The effect of methylphenidate treatment on the expression of synaptic vesicle proteins in a mouse model for Attention-Deficit/Hyperactivity Disorder

Mice with a genetic deletion of the dopamine transporter (DAT) demonstrate several key features of Attention-Deficit/Hyperactivity Disorder (ADHD) such as hyperactivity, cognitive impairment and paradoxical calming responses towards methylphenidate (MPH), the most potent drug used to treat ADHD patients. Thus, the DAT knockout (KO) mouse model represents a practical mouse model for ADHD. To achieve a better understanding of processes involved in altered dopaminergic neurotransmission, we carried out gene expression analyses of DAT KO and wild-type (WT) mice by employing quantitative Real time-PCR e.g. on genes involved in neurotransmission like the synaptic proteins synaptotagmin (Syt) 1 and 4 and Syntaxin 1A. We could found significantly reduced Syt 1 and 4 expression in striatum of DAT KO mice.
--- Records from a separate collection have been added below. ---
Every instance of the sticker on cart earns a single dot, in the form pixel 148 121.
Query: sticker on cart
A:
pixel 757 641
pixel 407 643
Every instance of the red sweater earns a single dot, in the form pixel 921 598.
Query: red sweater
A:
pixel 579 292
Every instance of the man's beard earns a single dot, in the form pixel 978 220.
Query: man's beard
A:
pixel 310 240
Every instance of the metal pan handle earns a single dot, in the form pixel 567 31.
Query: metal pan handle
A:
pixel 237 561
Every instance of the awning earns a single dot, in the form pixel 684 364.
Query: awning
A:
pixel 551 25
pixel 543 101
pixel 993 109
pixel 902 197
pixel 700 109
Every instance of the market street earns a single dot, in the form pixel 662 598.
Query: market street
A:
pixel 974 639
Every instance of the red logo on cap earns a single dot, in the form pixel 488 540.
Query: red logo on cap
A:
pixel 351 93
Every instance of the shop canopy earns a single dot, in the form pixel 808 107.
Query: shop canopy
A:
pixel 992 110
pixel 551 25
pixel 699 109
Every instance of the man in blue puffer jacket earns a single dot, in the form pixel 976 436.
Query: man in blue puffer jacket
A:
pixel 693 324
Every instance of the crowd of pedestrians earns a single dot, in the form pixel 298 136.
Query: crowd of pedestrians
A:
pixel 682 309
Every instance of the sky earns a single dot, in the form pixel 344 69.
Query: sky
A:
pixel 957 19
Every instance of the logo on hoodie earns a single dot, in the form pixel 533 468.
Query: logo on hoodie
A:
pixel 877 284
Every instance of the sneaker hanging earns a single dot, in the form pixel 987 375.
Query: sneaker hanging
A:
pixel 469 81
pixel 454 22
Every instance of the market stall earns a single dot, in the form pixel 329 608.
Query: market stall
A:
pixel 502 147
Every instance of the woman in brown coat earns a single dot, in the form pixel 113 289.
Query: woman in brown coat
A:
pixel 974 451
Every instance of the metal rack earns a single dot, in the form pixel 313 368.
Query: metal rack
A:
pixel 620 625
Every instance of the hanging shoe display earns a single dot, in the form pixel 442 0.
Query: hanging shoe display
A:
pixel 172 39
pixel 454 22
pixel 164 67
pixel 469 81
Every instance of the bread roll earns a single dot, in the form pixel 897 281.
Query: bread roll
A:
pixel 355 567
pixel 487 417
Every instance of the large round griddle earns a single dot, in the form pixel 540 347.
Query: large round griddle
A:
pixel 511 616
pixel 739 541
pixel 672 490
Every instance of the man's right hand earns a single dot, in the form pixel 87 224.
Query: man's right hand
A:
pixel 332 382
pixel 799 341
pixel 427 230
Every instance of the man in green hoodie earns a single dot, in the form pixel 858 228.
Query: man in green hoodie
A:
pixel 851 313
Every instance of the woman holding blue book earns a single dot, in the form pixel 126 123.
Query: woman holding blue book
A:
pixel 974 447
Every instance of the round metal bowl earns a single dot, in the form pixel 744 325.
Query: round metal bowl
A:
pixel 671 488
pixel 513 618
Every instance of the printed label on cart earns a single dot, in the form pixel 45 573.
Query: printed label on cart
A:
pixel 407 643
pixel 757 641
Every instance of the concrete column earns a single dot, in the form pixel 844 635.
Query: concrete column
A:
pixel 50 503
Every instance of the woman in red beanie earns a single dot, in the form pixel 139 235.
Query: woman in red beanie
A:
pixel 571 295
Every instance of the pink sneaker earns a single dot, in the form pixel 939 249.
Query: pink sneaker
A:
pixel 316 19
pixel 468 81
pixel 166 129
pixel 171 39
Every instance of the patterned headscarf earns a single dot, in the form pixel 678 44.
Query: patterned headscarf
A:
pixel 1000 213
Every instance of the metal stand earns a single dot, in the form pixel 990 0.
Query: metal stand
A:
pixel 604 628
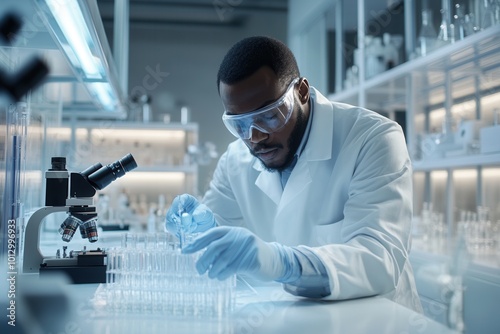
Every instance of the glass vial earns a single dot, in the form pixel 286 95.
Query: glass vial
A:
pixel 428 34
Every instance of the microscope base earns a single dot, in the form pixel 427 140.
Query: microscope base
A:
pixel 89 267
pixel 78 274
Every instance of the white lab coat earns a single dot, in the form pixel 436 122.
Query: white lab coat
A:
pixel 349 198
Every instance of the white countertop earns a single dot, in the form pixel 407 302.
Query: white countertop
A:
pixel 269 309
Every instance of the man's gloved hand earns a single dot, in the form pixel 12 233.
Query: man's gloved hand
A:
pixel 234 250
pixel 202 216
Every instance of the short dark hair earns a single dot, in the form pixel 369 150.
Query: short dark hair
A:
pixel 250 54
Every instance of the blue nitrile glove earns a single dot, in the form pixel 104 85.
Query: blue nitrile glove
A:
pixel 234 250
pixel 202 216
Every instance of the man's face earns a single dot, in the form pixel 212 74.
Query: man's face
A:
pixel 276 149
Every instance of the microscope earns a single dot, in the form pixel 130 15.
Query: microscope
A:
pixel 72 193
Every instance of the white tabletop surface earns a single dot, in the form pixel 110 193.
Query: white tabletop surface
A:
pixel 269 309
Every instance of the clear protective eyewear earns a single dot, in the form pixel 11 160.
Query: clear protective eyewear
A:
pixel 268 119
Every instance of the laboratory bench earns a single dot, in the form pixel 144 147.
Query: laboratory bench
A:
pixel 61 307
pixel 258 309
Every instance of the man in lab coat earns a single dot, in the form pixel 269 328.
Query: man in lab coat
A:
pixel 314 194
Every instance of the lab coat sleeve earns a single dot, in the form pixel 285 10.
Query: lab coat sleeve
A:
pixel 377 219
pixel 221 198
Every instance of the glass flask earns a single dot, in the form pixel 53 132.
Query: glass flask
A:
pixel 446 34
pixel 487 14
pixel 428 34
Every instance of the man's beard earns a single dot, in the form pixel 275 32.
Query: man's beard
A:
pixel 293 142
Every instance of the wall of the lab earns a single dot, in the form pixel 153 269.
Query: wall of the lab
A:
pixel 188 59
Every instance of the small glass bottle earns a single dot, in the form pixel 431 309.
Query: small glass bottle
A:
pixel 445 30
pixel 459 22
pixel 428 34
pixel 487 15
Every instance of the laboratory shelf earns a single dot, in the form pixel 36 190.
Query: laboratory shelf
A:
pixel 167 169
pixel 457 162
pixel 474 55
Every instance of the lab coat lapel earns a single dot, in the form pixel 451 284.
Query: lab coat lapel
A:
pixel 269 183
pixel 294 199
pixel 318 148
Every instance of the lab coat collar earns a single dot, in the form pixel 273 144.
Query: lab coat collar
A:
pixel 318 148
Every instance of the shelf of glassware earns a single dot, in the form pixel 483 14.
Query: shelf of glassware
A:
pixel 390 90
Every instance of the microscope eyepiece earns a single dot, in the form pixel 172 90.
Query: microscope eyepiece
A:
pixel 58 163
pixel 107 174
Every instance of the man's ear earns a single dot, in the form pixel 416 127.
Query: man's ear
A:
pixel 303 90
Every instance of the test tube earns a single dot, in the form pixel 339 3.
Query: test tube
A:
pixel 185 221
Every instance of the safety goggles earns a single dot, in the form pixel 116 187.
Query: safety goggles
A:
pixel 268 119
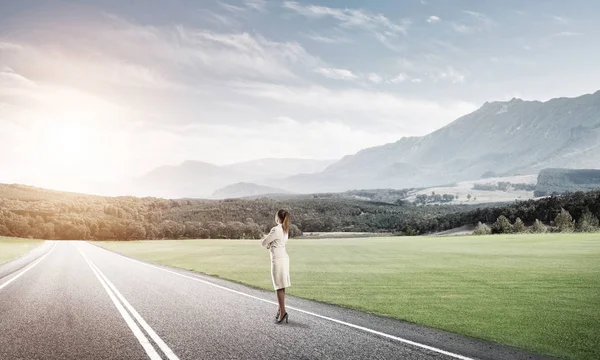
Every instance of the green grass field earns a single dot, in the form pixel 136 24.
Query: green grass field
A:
pixel 538 292
pixel 11 248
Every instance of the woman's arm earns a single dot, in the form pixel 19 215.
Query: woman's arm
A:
pixel 267 240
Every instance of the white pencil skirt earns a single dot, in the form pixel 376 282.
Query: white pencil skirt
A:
pixel 280 270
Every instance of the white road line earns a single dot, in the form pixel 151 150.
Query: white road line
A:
pixel 164 347
pixel 375 332
pixel 152 354
pixel 27 268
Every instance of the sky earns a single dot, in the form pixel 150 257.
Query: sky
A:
pixel 105 90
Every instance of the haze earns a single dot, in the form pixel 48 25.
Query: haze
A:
pixel 108 90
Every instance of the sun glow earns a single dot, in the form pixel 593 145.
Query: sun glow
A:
pixel 74 147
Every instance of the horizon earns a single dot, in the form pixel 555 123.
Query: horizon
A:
pixel 105 91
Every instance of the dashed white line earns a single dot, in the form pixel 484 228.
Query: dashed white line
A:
pixel 358 327
pixel 27 268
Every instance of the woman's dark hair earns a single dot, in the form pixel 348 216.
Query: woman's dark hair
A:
pixel 284 218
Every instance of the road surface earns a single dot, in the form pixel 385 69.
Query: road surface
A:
pixel 74 300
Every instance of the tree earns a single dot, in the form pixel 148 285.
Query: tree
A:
pixel 564 221
pixel 482 229
pixel 519 226
pixel 539 227
pixel 587 222
pixel 502 226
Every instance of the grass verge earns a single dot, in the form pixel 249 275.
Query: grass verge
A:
pixel 537 292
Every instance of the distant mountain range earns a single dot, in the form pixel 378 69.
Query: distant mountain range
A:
pixel 196 179
pixel 508 138
pixel 243 190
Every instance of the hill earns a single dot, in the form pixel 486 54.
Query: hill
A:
pixel 196 179
pixel 559 181
pixel 507 138
pixel 242 190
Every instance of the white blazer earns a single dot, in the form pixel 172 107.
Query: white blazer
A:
pixel 277 238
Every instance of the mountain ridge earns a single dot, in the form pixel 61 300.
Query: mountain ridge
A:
pixel 510 137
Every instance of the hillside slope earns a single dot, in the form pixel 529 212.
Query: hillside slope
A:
pixel 509 138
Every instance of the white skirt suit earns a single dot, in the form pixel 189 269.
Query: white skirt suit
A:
pixel 280 261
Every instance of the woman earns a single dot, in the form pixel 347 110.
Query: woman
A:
pixel 280 262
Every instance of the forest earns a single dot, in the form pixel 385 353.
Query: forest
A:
pixel 38 213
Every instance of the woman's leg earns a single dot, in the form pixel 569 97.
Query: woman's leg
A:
pixel 281 301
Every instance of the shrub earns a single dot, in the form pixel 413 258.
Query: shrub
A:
pixel 587 222
pixel 539 227
pixel 482 229
pixel 502 226
pixel 564 221
pixel 519 226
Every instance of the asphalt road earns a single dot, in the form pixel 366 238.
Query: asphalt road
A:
pixel 74 300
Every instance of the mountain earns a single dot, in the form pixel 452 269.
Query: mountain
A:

In addition, we focused on the mechanisms underlying the effectiveness of MPH. We investigated expression levels of Syt 1 and 4 and Syntaxin 1A in MPH treated DAT-KO and WT control animals as synaptic proteins have already been shown to be involved in the action of psychostimulants. By the use of an acute, a chronic, and a combined acute and chronic treatment paradigm we could reveal selective and differential effects of MPH on the expression of investigated synaptic proteins in different brain regions. Our data further support the critical role of different synaptic proteins in the adaptive plasticity of dopaminergic circuits – with and without psychostimulant treatment.